L’exploitation commerciale et sans limite de nos intimités est la raison d’être du Slow Web. C’est un de mes combats depuis 2010. Je pense que ce combat est préalable à celui du changement climatique, car si nous ne réglons par la crise de l’attention alors nous serons incapables de nous mobiliser pour résoudre les grands sujets de notre temps.
C’est en développant Netvibes et Jolicloud, deux services pionniers du Cloud, que j’ai découvert le pouvoir d’influence qu’un développeur d’application pouvait avoir sur l’utilisateur final. Grâce à des techniques de manipulations et de détournement de l’attention, il est très facile de se connecter à grande échelle à l'intimité de n’importe quel utilisateur. Et de transformer notre vie intime en données exploitables commercialement.

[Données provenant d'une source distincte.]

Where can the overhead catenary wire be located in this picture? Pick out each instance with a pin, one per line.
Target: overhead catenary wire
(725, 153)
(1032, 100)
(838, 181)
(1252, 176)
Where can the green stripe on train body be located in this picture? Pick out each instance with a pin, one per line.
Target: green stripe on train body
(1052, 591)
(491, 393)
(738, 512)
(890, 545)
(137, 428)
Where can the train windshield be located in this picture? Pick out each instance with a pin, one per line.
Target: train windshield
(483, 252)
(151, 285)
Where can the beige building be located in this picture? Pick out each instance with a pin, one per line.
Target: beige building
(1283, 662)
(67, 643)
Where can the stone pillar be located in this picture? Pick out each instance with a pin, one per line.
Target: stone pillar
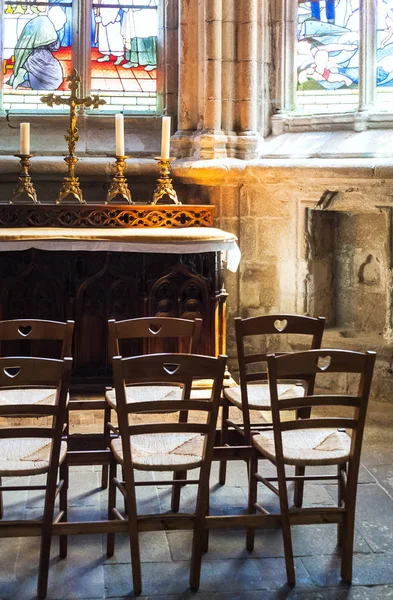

Le développement de cette intimité computationnelle m’a beaucoup interpellé car il n’existe aucun garde-fou. En effet, les principales législations réglementant les services Internet ne régulent que les contenus publics (section 230, LCEN) mais ne se sont jamais véritablement intéressées à l’intrusion des plateformes dans nos contenus intimes. Autrement dit le consentement d’accès aux données intimes est régulé, mais son usage par la plateforme reste une boîte noire.
Un code de conduite éthique
La question est donc de savoir si les développeurs de ces plateformes sont capables ou pas de respecter un code de conduite. Comme il n’en existait pas à l'époque, j'ai décidé d’en écrire un et de l’appliquer à l’ensemble des services que je construirai.
C’est en 2010 que j’ai imaginé dans un article “The age of emotions” le terme de Slow Web, pour décrire la manière dont il fallait designer de manière éthique les nouveaux services numériques tels que les plateformes de réseaux sociaux. Ces techniques pourraient également s’appliquer aux nouveaux services d’intelligence artificielle.
Avec la croissance exponentielle du nombre d’utilisateurs de réseaux sociaux et l'engouement pour le design de manipulation (l'école de Stanford), je sentais que quelque chose de toxique était en train de se mettre en place. J'avais plaidé à l'époque pour une régulation et un design éthique, mais je n'ai pas été beaucoup entendu.
Pourquoi avons-nous besoin du Slow Web ?
Voici ce que j'écrivais à l’époque :
Parce que la plupart des services donnent une priorité à la capture et la monétisation de notre attention, de nos données, plutôt qu’au bien-être de l’utilisateur, les applications que nous utilisons tous les jours sont devenues indigestes.
Il est temps de changer de modèle. Le Slow Web porte l’idée que nous pouvons nous réapproprier la technologie pour notre bénéfice, au service d’usages plus sains.
L’algorithme de la mort
C’est pendant la tragédie des attaques terroristes du 13 novembre 2015, qui s’est traduite par la mort de plusieurs de mes amis proches que j’ai découverte, avec effroi, qu’une partie des terroristes avait été radicalisée algorithmiquement par les réseaux sociaux et les mêmes techniques d’amplification de la haine qui allaient polluer toutes les élections qui suivirent.
J’ai écrit un deuxième essai Drifting qui a eu un grand succès et dont la traduction en allemand a été publiée par le magazine die Zeit.